The 2nd further response
shall not re-state each of the definitions and instructions, and shall not
gratuitously state that these Court-ordered further responses are being “volunteered”
as they were ordered by the Court, not volunteered. The clear thrust of each RFA is to list the
Complaint’s allegations so that the Judicial Council’s design of FROG 17.1’s
subparts could be achieved. Once the
Court overruled most of the responding party’s objections, the Court’s January tentative
ruling sought to fulfill the Judicial Council’s design. To facilitate the 2nd further
responses, the Court will further order that the definition of “YOU” in the RFAs
(and for purposes of a 2nd further response to FROG 17.1) to be
deemed to be narrowed to only Timothy Roth, not his lawyers or representatives,
etc., which can be stated a single time at the outset of the 2nd
further responses. The defense will have
to accept the fact that its method of drafting the definitions, instructions,
and RFAs helped to create this monster of a discovery dispute.
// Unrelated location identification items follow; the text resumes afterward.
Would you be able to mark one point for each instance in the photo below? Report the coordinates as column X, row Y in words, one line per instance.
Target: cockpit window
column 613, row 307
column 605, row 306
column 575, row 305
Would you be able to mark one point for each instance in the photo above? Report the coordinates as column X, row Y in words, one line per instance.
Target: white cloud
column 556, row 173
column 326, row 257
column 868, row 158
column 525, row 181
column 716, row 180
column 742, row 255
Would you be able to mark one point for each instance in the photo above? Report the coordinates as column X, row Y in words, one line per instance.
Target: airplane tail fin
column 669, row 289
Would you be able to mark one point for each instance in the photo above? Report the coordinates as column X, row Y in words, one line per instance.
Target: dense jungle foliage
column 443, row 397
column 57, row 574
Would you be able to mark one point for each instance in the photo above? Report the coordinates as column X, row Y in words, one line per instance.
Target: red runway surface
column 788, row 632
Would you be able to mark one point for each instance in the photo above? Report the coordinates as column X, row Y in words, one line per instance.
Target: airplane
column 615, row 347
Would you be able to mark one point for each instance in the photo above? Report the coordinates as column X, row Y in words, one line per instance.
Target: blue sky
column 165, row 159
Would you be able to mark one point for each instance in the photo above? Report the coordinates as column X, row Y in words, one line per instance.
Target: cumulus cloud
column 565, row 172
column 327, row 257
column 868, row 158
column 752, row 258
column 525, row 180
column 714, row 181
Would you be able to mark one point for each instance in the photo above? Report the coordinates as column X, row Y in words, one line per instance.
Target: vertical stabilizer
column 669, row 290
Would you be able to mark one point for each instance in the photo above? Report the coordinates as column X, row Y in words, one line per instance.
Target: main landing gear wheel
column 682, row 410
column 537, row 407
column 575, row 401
The Court will hear oral argument from
Mr. Johnson as to why every further response to FROG 17.1(c) and (d) purportedly
lists the same witnesses as to the facts in scores of these contention
interrogatories, and does not specifically identify which groups or categories of
the produced documents are responsive to which specific RFA denial. The intention of the Legislature in CCP §2030.230
was to enable a party to collectively identify responsive documents as they are
produced or as they were maintained in files or folders that are being
provided, not to camouflage which groups of produced documents are responsive
to a particular interrogatory. However,
if in fact every single FROG 17.1(b) response is evidenced by all of the documents
being produced, which seems unlikely, the Court would like to hear that from
Mr. Johnson. Otherwise, the Court will
expect that the 2nd further responses will list Bates numbers or in
some other way marry the produced documents to the relevant RFA or RFAs.
Also to be addressed by Mr. Johnson in
oral argument is what Mr. Spitzer noted to be an apparent mistake in the listed
Lomita addresses for Ms. Rocha and Ms. Roth, and when he believes the case
reasonably could be set for trial given the time it is taking to complete this phase
of discovery. Mr. Johnson should also
address what appears to have been a simple mistake by Mr. Johnson in neglecting
to initially attach one of the further response documents being emailed, and
whether the few hours delay in rectifying that mistake caused any specific
prejudice.
The Court will also hear further argument
from Mr. Spitzer as to what Mr. Johnson asserts to be a duplication of
discovery requests, comparing the special interrogatories with the FROG 17.1 pairing
with the RFAs. The Court views the body
of discovery responses as a whole when measuring whether either party has
engaged in misuse of the discovery process.
The Court continues to be dis-inclined to grant monetary sanctions to
either side because each side had substantial justification for its discovery position
taken on these motions. The Court continues
to believe that there are varying levels of gamesmanship by each side, Mr.
Johnson’s protestations in his declaration notwithstanding. The Court acknowledges the elements of good
faith advocacy on both sides, but also recognizes that substantial substantive
responses, witness identification, and document production have occurred here.
The Court is currently engaged in trial
that resumes on March 12 after the 8:30 motion calendar, so the 11 a.m. IDC
will need to be rescheduled with Mr. Wiggins on the Court’s staff. Counsel should be mindful of the fact that
the trial will be resuming at 9:30 a.m. in making their further oral argument
as succinct and non-repetitive as possible.